Ten charities are due to miss out on money after organisers said this week they would only pay refunds for the event from money normally set aside for charitable donations.
Around 80 per cent of the runners completed the course in April despite the cancellation, which occurred after a mix-up over water supplies.
It is not clear how much – if anything – organisers will give to this year’s charities. Last year, more than £100,000 was handed over.
But charity officials today said they would still benefit from the event thanks to sponsorship collected by generous runners.
Bluebell Wood Hospice said it expects to make £20,000, Breast Cancer Care £10,000, with between £4,000 and £5,000 being donated to Support Dogs.
None of the charities contacted by The Star criticised the race organisers for their decision to pay for potential refunds out of money that would have otherwise gone to them.

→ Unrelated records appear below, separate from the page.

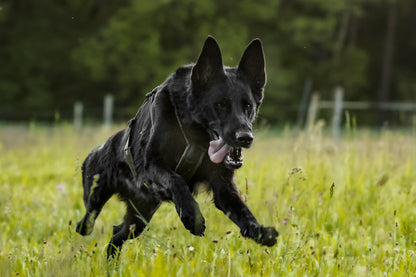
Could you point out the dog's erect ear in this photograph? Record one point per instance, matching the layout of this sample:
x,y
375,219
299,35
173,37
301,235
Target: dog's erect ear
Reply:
x,y
252,67
209,67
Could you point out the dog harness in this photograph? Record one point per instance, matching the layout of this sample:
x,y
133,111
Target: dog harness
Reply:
x,y
191,157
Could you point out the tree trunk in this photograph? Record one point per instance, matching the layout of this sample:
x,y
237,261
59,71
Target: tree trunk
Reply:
x,y
383,93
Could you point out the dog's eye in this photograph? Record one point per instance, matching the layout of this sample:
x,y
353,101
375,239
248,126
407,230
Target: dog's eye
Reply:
x,y
248,106
221,105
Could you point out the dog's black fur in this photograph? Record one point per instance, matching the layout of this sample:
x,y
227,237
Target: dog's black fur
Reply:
x,y
210,101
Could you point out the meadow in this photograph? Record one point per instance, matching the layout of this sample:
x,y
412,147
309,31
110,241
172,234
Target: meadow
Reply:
x,y
342,208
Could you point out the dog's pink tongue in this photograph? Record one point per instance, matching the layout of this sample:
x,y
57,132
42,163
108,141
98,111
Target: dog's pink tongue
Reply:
x,y
218,150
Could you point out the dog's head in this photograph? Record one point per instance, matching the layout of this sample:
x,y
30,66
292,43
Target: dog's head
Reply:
x,y
226,100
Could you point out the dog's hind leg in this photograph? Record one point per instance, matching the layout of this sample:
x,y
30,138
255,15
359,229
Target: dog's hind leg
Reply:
x,y
96,194
139,212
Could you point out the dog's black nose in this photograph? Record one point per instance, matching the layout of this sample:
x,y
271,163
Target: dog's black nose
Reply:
x,y
244,139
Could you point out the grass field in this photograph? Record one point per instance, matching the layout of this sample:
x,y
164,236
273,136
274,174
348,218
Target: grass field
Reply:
x,y
344,208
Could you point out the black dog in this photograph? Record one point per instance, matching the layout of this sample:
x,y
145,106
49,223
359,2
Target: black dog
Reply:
x,y
189,130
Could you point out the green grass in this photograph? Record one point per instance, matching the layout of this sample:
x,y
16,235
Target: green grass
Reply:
x,y
344,208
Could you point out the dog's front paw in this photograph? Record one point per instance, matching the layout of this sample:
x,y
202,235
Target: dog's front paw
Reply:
x,y
194,221
263,235
86,225
268,236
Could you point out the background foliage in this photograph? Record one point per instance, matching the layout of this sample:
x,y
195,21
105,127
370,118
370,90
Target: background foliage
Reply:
x,y
56,52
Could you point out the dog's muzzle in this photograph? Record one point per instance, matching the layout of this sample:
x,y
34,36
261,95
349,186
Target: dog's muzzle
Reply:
x,y
219,151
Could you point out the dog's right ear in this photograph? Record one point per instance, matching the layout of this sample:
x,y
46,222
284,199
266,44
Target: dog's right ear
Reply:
x,y
208,68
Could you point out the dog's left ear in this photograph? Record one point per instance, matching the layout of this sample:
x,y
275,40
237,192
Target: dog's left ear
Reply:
x,y
252,68
208,68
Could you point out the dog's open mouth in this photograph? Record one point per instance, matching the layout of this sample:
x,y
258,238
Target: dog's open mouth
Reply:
x,y
219,151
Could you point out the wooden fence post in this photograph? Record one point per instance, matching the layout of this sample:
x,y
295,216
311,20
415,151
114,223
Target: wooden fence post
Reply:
x,y
304,102
313,110
108,110
78,110
338,106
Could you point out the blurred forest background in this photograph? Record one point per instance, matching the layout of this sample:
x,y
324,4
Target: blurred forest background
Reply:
x,y
54,53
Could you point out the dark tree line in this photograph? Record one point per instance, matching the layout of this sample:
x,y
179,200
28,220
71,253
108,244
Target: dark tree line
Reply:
x,y
56,52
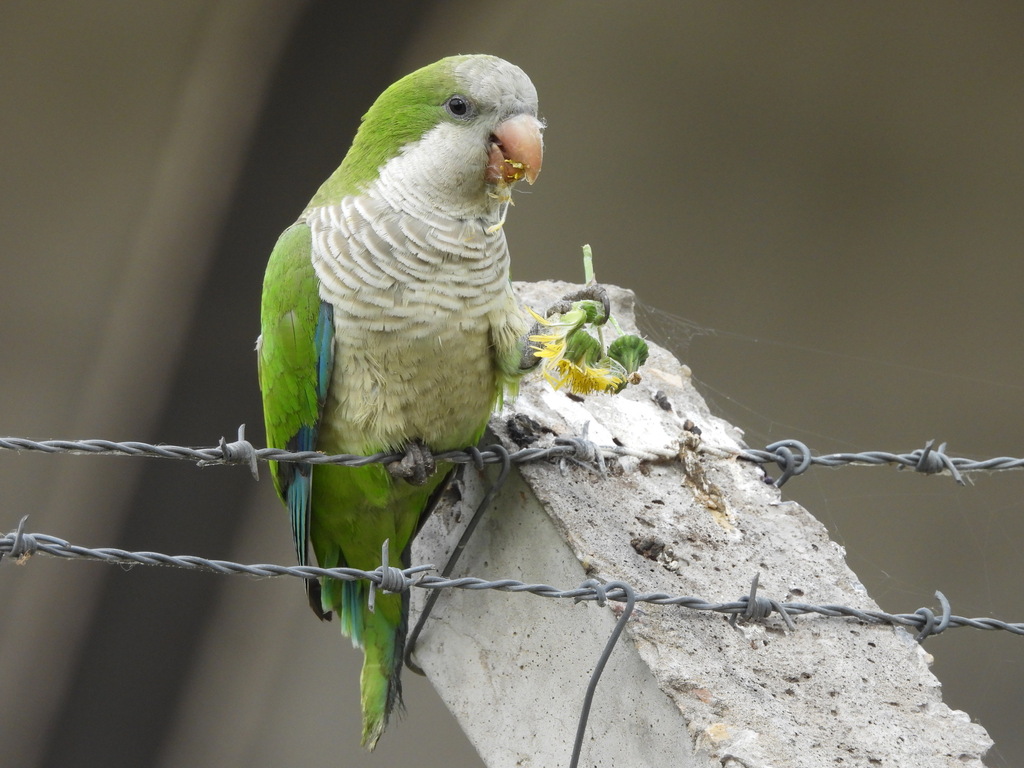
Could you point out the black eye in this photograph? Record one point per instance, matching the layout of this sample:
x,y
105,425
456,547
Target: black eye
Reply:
x,y
459,107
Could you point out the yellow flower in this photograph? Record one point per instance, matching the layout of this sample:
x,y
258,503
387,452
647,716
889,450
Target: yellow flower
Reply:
x,y
581,372
582,379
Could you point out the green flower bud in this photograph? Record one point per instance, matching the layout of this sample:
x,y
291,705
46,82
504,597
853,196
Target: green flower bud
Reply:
x,y
582,348
631,351
594,311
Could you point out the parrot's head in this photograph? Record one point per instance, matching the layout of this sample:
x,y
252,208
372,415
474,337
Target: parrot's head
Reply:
x,y
456,135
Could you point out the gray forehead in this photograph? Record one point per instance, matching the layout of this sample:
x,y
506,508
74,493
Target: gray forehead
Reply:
x,y
497,82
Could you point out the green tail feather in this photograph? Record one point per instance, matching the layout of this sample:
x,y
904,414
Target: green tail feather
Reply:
x,y
382,637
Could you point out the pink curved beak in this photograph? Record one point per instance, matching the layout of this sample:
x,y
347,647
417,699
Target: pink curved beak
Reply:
x,y
516,151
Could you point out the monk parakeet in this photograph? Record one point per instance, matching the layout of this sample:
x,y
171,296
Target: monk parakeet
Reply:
x,y
389,324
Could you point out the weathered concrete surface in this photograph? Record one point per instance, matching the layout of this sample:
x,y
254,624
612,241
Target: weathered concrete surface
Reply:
x,y
682,688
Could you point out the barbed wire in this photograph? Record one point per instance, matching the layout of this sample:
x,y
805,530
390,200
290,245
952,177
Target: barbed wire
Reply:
x,y
792,457
19,546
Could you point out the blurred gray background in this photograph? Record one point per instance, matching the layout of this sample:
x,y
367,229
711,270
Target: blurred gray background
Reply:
x,y
830,195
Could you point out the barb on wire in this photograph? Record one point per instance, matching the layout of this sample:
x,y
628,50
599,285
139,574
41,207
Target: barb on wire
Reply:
x,y
25,545
792,457
795,458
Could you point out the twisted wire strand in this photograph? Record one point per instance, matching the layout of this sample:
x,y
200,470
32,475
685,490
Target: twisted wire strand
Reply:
x,y
792,457
18,545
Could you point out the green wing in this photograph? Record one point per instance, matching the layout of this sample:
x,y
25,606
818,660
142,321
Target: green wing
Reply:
x,y
296,356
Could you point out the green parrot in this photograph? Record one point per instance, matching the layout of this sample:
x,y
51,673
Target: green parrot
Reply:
x,y
389,324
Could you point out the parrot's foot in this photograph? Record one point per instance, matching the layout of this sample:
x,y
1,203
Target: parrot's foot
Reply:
x,y
592,292
417,467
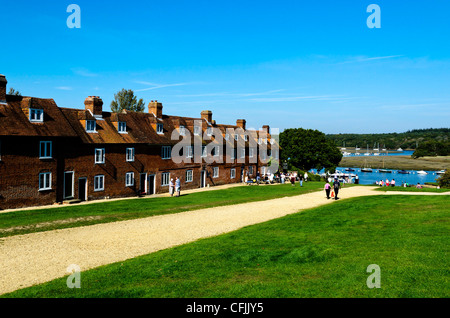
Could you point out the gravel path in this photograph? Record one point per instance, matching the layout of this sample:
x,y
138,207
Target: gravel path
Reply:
x,y
40,257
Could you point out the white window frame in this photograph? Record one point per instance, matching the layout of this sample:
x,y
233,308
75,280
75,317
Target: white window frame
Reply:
x,y
189,176
130,154
166,152
165,179
122,127
129,179
204,152
36,115
45,179
47,153
160,128
97,179
189,151
100,155
91,123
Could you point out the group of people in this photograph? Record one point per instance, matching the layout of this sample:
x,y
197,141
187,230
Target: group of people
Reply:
x,y
386,183
335,187
175,187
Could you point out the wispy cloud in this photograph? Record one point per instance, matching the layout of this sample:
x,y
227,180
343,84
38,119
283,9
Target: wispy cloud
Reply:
x,y
157,86
83,72
233,94
361,59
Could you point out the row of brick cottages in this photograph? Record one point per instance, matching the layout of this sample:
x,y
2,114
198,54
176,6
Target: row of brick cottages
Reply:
x,y
51,154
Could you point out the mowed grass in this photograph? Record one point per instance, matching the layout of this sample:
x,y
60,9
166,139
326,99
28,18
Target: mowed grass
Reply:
x,y
321,252
29,221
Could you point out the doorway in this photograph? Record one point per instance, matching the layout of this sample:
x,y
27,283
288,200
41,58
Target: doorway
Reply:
x,y
151,184
82,189
203,179
68,184
143,184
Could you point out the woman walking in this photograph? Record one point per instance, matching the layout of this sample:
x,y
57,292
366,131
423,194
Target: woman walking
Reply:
x,y
327,189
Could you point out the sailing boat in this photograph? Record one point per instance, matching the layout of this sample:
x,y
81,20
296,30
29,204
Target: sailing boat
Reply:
x,y
384,170
367,153
365,168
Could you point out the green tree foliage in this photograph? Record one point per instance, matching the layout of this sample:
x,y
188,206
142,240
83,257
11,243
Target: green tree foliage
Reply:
x,y
125,99
406,140
12,91
432,148
444,180
307,149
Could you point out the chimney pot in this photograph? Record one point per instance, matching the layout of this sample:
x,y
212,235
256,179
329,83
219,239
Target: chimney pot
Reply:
x,y
155,108
94,104
206,115
3,83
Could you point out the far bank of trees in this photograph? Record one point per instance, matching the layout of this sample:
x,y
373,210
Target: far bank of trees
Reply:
x,y
432,148
410,139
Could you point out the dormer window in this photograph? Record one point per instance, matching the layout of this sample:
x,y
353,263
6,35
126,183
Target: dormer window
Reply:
x,y
90,126
122,127
36,115
159,128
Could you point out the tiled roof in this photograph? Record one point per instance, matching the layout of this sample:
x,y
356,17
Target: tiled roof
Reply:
x,y
14,121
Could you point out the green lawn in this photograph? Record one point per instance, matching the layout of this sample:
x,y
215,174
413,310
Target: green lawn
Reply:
x,y
28,221
321,252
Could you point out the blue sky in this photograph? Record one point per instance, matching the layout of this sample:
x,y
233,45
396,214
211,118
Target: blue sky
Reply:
x,y
288,64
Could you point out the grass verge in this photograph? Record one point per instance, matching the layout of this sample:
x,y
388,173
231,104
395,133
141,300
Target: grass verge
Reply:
x,y
29,221
321,252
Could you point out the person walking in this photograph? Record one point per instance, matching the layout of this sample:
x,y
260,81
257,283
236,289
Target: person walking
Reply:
x,y
327,189
178,186
336,187
171,185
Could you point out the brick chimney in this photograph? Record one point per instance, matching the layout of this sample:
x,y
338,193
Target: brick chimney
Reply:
x,y
207,115
155,108
94,104
241,123
266,128
3,83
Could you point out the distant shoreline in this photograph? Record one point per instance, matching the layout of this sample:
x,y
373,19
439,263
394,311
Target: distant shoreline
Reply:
x,y
397,162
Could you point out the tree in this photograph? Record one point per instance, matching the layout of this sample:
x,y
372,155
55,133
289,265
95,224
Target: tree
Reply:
x,y
307,149
125,99
12,91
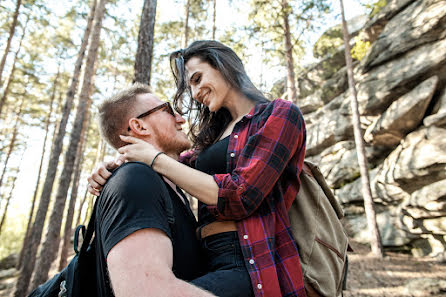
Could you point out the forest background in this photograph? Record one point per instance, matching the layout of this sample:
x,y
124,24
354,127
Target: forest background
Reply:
x,y
37,67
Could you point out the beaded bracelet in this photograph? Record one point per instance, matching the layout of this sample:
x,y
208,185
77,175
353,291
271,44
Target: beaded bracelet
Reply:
x,y
156,156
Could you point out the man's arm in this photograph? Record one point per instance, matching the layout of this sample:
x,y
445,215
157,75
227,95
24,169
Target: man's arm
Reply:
x,y
141,265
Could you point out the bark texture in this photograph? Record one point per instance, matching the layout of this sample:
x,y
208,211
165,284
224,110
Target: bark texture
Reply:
x,y
50,245
144,54
375,238
33,203
68,229
11,74
291,77
30,251
11,35
186,24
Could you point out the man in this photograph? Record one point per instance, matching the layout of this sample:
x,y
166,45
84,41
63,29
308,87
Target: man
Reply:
x,y
144,226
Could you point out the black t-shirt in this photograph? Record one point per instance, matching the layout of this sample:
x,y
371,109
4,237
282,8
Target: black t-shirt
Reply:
x,y
211,160
135,198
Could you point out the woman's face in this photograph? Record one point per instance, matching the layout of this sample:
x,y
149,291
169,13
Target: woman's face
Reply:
x,y
207,84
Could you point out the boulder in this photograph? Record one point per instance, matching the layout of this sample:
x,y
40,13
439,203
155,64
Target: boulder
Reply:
x,y
330,89
310,103
328,125
314,75
378,88
9,261
429,245
420,23
431,199
376,24
438,118
351,193
388,225
339,163
418,161
332,39
402,116
435,226
424,287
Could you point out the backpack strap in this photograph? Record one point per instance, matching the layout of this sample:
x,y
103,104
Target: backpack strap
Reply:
x,y
90,229
80,228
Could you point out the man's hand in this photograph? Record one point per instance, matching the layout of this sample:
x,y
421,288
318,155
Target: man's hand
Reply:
x,y
100,175
141,265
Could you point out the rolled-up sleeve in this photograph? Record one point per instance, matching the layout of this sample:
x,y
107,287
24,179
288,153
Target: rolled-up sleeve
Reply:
x,y
262,158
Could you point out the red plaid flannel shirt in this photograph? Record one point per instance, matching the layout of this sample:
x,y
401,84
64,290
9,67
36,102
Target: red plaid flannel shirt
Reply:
x,y
265,156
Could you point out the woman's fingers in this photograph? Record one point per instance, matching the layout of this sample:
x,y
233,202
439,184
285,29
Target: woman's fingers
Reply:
x,y
92,190
129,139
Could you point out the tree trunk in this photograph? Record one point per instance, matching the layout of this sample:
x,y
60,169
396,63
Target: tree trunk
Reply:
x,y
14,179
144,53
11,74
36,189
7,204
30,251
291,80
15,131
214,17
51,244
73,197
11,35
375,239
100,152
186,24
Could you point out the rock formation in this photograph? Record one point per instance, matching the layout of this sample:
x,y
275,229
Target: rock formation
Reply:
x,y
401,85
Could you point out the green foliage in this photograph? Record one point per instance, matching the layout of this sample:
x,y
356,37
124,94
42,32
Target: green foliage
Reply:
x,y
267,26
360,49
376,7
12,235
329,42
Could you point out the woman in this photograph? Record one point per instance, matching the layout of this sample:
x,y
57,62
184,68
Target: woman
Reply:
x,y
249,153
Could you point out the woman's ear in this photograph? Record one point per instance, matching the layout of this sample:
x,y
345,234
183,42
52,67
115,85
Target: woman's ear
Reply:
x,y
139,127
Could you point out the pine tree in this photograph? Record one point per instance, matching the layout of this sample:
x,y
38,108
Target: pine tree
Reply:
x,y
11,35
375,238
30,251
50,245
144,54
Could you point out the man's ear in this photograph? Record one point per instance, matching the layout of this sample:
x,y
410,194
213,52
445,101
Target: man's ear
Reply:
x,y
139,127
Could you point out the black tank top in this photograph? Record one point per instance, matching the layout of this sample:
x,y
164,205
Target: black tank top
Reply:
x,y
212,161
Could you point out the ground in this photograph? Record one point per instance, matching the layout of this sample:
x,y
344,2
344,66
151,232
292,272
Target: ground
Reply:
x,y
395,275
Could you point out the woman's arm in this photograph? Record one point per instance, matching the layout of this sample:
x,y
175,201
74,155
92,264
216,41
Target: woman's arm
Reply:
x,y
200,185
259,166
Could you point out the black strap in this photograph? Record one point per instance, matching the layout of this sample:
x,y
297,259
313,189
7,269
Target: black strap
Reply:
x,y
76,237
90,229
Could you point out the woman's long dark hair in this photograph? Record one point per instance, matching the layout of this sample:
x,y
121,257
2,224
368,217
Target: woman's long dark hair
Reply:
x,y
205,126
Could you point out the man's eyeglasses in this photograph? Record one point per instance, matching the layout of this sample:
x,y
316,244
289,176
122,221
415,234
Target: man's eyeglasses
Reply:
x,y
165,105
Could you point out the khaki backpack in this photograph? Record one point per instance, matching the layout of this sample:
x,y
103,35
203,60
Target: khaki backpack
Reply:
x,y
320,236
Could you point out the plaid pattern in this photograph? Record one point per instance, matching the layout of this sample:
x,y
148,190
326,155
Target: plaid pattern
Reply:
x,y
265,156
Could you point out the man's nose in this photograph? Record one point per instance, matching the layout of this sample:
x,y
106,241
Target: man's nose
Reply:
x,y
179,119
194,90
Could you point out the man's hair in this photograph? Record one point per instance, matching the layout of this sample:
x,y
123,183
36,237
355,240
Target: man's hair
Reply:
x,y
115,112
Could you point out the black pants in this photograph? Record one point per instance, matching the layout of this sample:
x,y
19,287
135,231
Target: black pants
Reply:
x,y
227,276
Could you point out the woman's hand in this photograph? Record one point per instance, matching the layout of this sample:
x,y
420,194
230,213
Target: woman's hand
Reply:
x,y
100,175
137,150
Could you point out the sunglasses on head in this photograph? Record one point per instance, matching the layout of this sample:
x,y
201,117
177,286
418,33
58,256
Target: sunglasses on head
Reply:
x,y
165,105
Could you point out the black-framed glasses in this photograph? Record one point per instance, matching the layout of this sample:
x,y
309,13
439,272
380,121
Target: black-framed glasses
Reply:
x,y
165,105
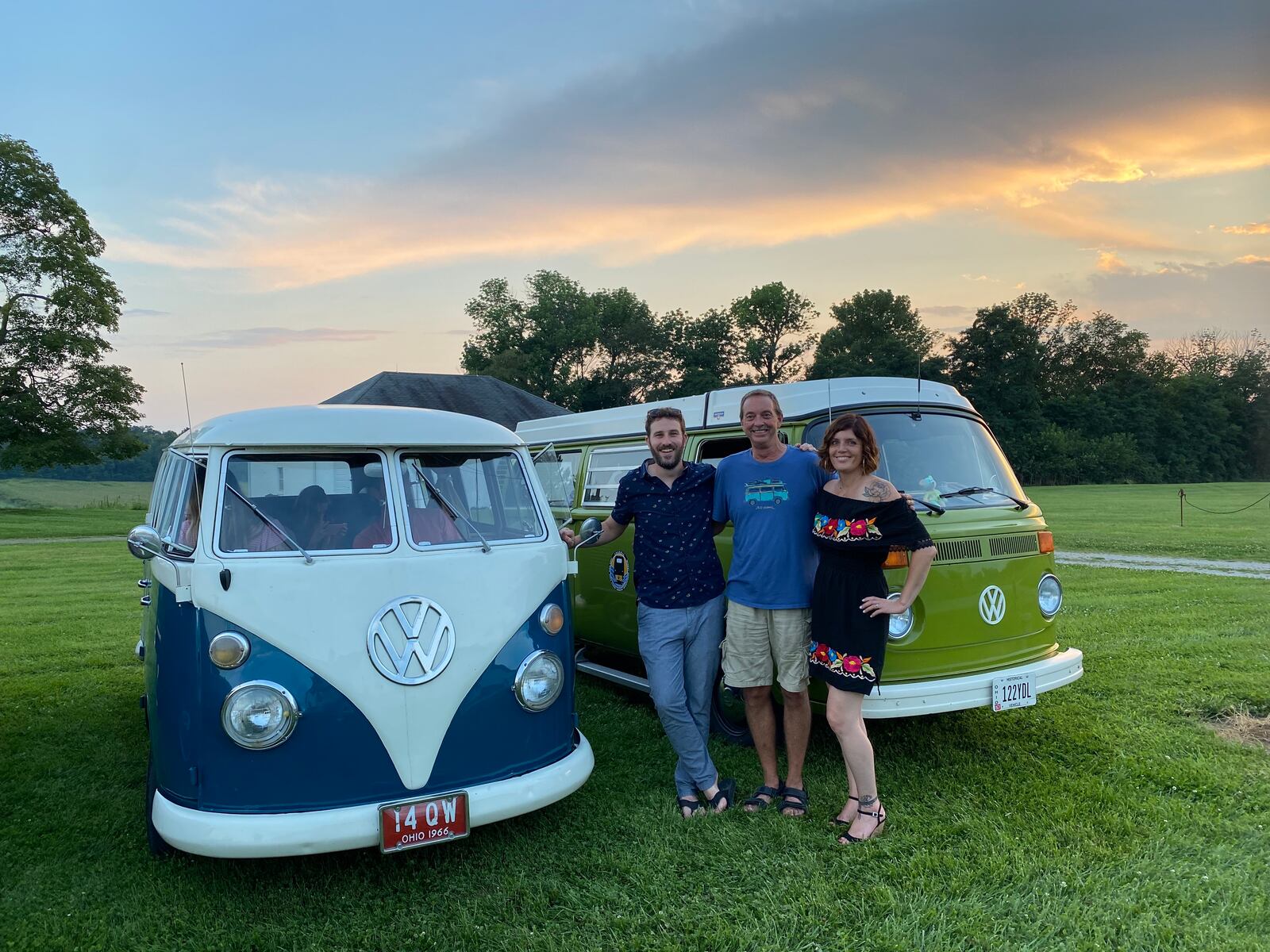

Helen Mower, head of fundraising at Bluebell Wood Children’s Hospice, said: “The runners work extremely hard at raising significant sponsorship for us, approximately £20,000 a year, making it our biggest source of income from the event.
“This money will not be affected by any decision that people make in claiming back their entry fee.
“As one of the nominated charities for the Sheffield Half Marathon we understand and respect the choice of each individual when claiming their entry fee back.”
Julia Conlan-Greaves, a fundraiser for South Yorkshire MS Therapy Centre, said: “We have always found the half marathon committee to be fair, just and hard-working as are our volunteers and supporters.
“This year’s event was unprecedented, we hope that this usually successful event can overcome any difficulties and go from strength to strength.”